I was a little disappointed by Granados's orchestral works, which were relatively recently made available by ASV. Fernando Obradors (1897-1945) is not primarily famous for his orchestral music either, but rather for some stage works and songs. It turns out, however, that this time around ASV's exploration has yielded something really worth reviving. His El Poema de la Jungle is not particularly Spanish in sound (though one would perhaps not expected that from the title in any case), but an excellently constructed, brilliantly scored impressionistic score reminiscent of Charles Koechlin's Jungle Book cycle but far more concentrated.

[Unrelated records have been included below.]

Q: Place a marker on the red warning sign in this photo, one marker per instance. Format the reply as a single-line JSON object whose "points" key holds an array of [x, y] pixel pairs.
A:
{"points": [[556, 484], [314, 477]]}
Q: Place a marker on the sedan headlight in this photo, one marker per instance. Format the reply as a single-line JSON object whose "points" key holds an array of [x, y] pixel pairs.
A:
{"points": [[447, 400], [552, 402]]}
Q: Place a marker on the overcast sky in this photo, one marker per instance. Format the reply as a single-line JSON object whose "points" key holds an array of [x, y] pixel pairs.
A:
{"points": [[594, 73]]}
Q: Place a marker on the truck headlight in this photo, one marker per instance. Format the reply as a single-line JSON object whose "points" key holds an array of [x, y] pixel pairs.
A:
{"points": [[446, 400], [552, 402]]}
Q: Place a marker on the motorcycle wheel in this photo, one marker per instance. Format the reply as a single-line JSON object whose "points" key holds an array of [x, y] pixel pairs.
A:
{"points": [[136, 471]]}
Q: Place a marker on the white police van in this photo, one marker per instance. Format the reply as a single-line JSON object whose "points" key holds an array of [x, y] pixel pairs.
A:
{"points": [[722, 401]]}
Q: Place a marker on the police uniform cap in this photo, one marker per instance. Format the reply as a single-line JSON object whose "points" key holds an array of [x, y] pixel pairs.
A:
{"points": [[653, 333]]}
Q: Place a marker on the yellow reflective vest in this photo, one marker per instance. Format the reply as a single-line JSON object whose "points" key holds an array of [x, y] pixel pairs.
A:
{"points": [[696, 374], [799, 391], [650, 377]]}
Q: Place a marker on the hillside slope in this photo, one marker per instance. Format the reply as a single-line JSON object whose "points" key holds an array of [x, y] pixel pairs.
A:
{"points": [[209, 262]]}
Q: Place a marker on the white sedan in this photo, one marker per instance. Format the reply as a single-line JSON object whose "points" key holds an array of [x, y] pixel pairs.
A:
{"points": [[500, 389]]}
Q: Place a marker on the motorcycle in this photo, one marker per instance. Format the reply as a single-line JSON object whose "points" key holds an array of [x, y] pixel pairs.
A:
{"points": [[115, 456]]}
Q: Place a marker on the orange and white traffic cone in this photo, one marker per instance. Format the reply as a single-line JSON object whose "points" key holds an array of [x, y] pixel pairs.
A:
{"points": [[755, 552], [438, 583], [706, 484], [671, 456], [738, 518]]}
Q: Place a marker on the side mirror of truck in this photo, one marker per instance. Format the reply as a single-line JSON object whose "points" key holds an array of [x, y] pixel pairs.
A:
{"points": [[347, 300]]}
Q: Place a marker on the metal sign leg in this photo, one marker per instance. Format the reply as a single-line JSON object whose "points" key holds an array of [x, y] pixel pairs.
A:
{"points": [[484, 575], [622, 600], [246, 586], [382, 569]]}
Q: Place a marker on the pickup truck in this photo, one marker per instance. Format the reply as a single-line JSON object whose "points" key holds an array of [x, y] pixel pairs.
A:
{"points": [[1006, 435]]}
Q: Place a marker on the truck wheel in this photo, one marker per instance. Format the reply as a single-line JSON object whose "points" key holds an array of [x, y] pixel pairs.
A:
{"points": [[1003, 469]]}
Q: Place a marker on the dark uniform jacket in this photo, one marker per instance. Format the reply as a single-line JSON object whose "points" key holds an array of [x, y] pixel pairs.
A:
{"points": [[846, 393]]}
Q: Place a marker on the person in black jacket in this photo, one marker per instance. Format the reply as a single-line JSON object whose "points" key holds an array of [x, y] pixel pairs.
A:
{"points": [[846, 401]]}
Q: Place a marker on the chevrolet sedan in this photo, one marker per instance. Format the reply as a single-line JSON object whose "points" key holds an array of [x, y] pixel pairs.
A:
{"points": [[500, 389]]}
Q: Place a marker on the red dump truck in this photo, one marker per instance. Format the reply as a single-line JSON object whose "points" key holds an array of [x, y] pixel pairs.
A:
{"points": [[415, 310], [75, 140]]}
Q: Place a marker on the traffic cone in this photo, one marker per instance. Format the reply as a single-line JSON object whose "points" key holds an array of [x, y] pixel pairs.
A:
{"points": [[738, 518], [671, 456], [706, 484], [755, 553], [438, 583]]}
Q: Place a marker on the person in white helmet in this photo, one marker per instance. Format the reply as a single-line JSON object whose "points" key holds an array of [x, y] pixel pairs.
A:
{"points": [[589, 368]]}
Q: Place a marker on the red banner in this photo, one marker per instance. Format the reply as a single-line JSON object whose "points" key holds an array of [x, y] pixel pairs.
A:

The first movement is stirring, vibrant and poetic, capturing a densely vital, hot, hazy vision of the jungle, overall peaceful, but noble and mysterious at the same time and shimmering and teeming with life. The second movement is a beautifully enchanting, fragrant, impressionistic Nocturne and the third movement a marvelous, powerful and sweeping tone poem. The style is indebted to Debussy and Ravel, to be sure, but the effect is pretty spectacular.
The second symphony of Gabriel Rodó (1904-1963) - who seems to be barely if at all represented on disc apart from this release - is similarly convincing though slightly more introvert and challenging compared to Obradors's gloriously colorful tone painting. The first movement opens meditatively before launching into a romantically sweeping drama. The second is an exciting and excitable scherzo and the slow movement is troubled, even slightly painful. The finale, however, is colorful, dazzling and confident. Overall this is an invigorating and rewarding work, well worth the acquaintance of anyone with even a passing interest in twentieth century symphonism.
The Orquesta Filarmónica de Gran Canaria clearly enjoys themselves and if there are moments of rough ensemble (some of the attacks may be less than ideally sharply defined) these are more than made up for by the general color and buoyancy of these performances. The sound is also very fine, and this is all in all a splendid release, enthusiastically recommended.